#None #Taiho Oncology #Cullinan Therapeutics #Zipalertinib

Promising Data on Zipalertinib Presented at IASLC 2025 World Conference

On September 9, 2025, Taiho Oncology, Inc. and Cullinan Therapeutics, Inc. showcased novel findings from their clinical trials focusing on zipalertinib, an oral EGFR tyrosine kinase inhibitor. The data presented at the IASLC 2025 World Conference on Lung Cancer delivered insights that could reshape treatment pathways for patients with non-small cell lung cancer (NSCLC) harboring specific EGFR mutations.

Overview of Trials: REZILIENT1 and REZILIENT2

The presentation primarily focused on two critical trials: REZILIENT1 and REZILIENT2. These trials examined the efficacy and safety of zipalertinib in patients diagnosed with advanced or metastatic NSCLC characterized by various EGFR mutations. Zipalertinib has the potential to target not only conventional mutations but also the less common ones that do not respond well to existing therapies.

REZILIENT1 Trial Key Findings

In the REZILIENT1 trial, which included patients who had already undergone treatment with amivantamab, significant data was reported:

• - A total of 84 patients were subjected to zipalertinib treatment.
• - The overall confirmed objective response rate (ORR) among these patients was 27.4%, accompanied by a median duration of response (mDOR) of 8.5 months.
• - Those who had previously only received amivantamab (n=54) experienced a higher ORR of 31.5% with a mDOR of 9.5 months.
• - Additionally, for patients with a history of brain metastases receiving only amivantamab (n=31), the systemic ORR reached 29%.

Safety Profile of Zipalertinib

The safety data disclosed a manageable profile for zipalertinib with no new safety signals reported. Common treatment-emergent adverse events included paronychia (41.7%), anemia (38.1%), and rash (34.5%) among others, which suggests a tolerable impact on patients' health during the ongoing therapy.

REZILIENT2 Trial Insights

The REZILIENT2 trial targeted patients with uncommon non-exon 20 insertion EGFR mutations.
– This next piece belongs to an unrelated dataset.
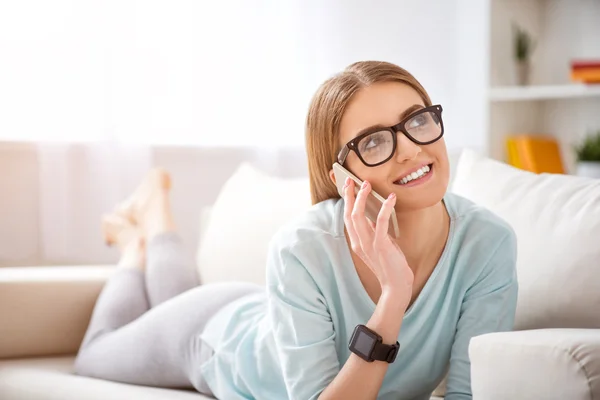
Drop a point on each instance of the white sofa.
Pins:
(553, 354)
• - As of March 2025, 40 patients were enrolled, with a confirmed ORR of 30%, indicating a promising response to the treatment. The median duration of response was reported to be 7.75 months for the overall population.
• - Notably, in treatment-naïve patients (n=8), the ORR surged to 62.5%, signaling a significant potential benefit for newly diagnosed patients.
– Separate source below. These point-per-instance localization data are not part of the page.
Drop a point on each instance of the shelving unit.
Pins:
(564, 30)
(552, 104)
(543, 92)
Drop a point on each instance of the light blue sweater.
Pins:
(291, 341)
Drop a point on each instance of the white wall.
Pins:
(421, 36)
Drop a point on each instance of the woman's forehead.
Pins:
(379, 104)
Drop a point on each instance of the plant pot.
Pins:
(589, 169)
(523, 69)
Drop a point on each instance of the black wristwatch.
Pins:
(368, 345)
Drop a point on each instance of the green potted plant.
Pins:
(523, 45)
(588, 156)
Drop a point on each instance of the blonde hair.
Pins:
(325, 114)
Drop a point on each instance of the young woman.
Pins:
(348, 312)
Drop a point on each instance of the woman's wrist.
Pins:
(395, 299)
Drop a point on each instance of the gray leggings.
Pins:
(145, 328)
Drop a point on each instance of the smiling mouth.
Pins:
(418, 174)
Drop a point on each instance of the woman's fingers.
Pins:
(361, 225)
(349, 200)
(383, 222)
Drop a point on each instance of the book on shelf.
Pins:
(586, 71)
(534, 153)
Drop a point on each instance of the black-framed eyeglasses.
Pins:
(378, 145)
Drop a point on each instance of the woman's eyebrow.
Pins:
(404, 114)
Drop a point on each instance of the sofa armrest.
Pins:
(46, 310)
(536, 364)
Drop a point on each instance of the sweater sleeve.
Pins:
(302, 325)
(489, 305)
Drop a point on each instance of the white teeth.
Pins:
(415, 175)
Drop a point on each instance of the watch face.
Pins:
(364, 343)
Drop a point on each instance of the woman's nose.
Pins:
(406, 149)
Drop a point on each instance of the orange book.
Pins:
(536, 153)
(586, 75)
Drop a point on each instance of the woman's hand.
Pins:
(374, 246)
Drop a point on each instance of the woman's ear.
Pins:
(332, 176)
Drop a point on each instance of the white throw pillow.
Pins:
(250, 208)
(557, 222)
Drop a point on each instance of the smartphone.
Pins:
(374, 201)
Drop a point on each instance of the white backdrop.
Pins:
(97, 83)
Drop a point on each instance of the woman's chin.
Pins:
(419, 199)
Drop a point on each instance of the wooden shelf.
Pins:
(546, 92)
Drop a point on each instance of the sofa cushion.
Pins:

As with the REZILIENT1 trial, the safety profile remained acceptable, with the majority of treatment-related adverse events being of grade 1 or 2 severity. Common events included paronychia (47.5%) and dermatitis acneiform (37.5%).

Medical Community Response

The medical community has expressed enthusiasm for these findings. According to Dr. Zofia Piotrowska from Harvard Medical School, the data highlights an essential clinical need for patients with the target mutations, especially given the difficulties these patients face despite advancements in treatment. Dr. Hibiki Udagawa emphasized the importance of the ongoing innovations in targeted therapies, indicating a positive shift towards personalized medicine for those with uncommon mutations.

About Zipalertinib

Zipalertinib (development code CLN-081/TAS6417) is strategically developed to inhibit specific EGFR mutations while sparing the wild-type variant, showcasing its targeted approach. The drug has received a Breakthrough Therapy Designation from the FDA, reflecting its potential to significantly impact patient outcomes.
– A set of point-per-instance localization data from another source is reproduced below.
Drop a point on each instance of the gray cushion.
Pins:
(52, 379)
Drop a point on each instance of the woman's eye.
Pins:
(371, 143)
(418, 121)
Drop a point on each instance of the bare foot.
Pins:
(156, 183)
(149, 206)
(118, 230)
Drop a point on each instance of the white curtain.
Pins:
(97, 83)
Taiho Oncology, in collaboration with Cullinan Therapeutics, remains dedicated to advancing the development of zipalertinib, aiming to address persistent gaps in lung cancer treatment.

For more detailed information, you can explore the companies' respective websites. This data represents a pivotal moment in the journey towards more effective treatments for lung cancer patients, exemplifying the ongoing collaboration between research and clinical application.